How might future developments in FADS3 antibody technology address current research limitations?

Future developments in FADS3 antibody technology hold significant promise for addressing several current research limitations:

• Isoform-specific antibodies:

  • Development of antibodies specifically targeting each of the three FADS3 isoforms (75 kDa, 51 kDa, and 37 kDa)
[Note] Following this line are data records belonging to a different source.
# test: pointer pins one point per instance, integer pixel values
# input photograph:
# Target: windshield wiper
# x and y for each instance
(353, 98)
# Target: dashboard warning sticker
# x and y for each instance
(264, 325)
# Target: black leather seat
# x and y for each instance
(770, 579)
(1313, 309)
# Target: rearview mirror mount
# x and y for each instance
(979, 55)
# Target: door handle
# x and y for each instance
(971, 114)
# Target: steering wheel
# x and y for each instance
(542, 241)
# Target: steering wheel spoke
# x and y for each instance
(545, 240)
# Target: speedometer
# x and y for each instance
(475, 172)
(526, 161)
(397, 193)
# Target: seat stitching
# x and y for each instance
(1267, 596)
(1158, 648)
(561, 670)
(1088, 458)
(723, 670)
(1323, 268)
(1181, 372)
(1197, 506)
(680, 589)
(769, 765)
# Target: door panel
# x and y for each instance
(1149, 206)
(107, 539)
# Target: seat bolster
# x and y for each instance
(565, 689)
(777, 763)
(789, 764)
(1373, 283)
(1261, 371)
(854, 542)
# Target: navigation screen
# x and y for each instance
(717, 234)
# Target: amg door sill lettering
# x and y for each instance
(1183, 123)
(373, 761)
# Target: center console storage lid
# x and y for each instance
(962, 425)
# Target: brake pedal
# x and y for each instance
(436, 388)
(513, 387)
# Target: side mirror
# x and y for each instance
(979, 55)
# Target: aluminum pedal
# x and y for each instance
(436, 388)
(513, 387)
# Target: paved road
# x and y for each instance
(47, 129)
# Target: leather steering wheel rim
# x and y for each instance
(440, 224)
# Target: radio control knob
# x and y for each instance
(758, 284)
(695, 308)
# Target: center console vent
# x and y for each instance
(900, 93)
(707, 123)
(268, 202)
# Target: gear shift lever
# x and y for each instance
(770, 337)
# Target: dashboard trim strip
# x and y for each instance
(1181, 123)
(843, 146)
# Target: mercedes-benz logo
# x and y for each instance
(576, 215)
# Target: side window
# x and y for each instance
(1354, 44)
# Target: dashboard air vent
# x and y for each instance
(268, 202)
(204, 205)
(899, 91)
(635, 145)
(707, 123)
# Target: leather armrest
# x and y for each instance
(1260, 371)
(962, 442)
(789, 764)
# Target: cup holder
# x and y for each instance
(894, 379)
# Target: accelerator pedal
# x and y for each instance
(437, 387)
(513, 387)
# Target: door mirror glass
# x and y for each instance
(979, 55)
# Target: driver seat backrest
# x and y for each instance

  • These would enable precise tracking of individual isoforms across tissues and conditions

  • Could reveal distinct functions or regulations for each isoform, currently a major knowledge gap

• Conformational antibodies:

  • Creation of antibodies that specifically recognize active versus inactive conformations of FADS3

  • Would enable direct assessment of enzyme activation state rather than just protein presence

  • Could help explain discrepancies between protein levels and enzymatic activity

• Post-translational modification-specific antibodies:

  • Development of antibodies recognizing specific phosphorylation, glycosylation, or other modifications of FADS3

  • Would reveal regulatory mechanisms controlling FADS3 activity

  • May identify targetable modification sites for therapeutic intervention

• Nanobodies and intrabodies:

  • Single-domain antibodies that can function in reducing environments

  • Would enable intracellular tracking of FADS3 in living cells

  • Could potentially modulate FADS3 function when expressed as intrabodies

• Bi-specific antibodies:

  • Antibodies recognizing both FADS3 and interacting proteins

  • Would enable detection of specific protein complexes relevant to FADS3 function

  • Could reveal how protein-protein interactions regulate FADS3 activity

• Humanized antibodies for in vivo studies:

  • Development of humanized anti-FADS3 antibodies suitable for in vivo administration

  • Would enable pharmacological modulation of FADS3 in animal models

  • Could provide proof-of-concept for FADS3-targeting therapeutic approaches

• Antibody-enzyme conjugates:

  • Coupling anti-FADS3 antibodies with enzymes that generate fluorescent or bioluminescent signals in proximity to substrates

  • Would enable real-time monitoring of FADS3 localization and activity

  • Could revolutionize our understanding of FADS3 dynamics in living systems

These anticipated developments would address current limitations in distinguishing between isoforms, correlating protein presence with activity, and understanding the dynamic regulation of FADS3 in living systems.